The modern phase of geophysical research began at Barrow in 1944 with exploration of Naval Petroleum Reserve No.4. The asymmetric sedimentary basin below the Arctic coastal plain was discovered and defined, using gravity, magnetic and seismic methods. A regional gravity survey, which revealed a large negative Bouguer anomaly over the Brooks Range, was extended seaward and indicated an extension of the Range beneath the Chukchi Sea to join with the Chukchi-Anadyr fold belt of Siberia. A marine geophysical program began on drifting station ARLIS II in 1961 and continued on T-3 ice island, to study configuration and sedimentation of the Arctic Basin floor drifting over the Lomonosov Ridge, Alpha Cordillera, Wrangel Abyssal Plain and Siberia Abyssal Plain.
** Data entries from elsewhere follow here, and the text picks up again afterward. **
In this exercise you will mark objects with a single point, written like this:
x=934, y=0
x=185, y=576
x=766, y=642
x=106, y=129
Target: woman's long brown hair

Experiments were run to measure seismic noise on the ocean floor, modified gravity waves were interpreted as ocean swell modified by the influence of the pack ice. Since 1963, using a precision depth recorder, soundings from T-3, other drifting stations and nuclear submarines form the basis for present concepts of Arctic Ocean shape and structure. The Arctic Mid-Ocean Ridge is seismically active and along it sea-floor spreading is believed to be taking place at present. More geophysical data are needed to decide the merit of this concept.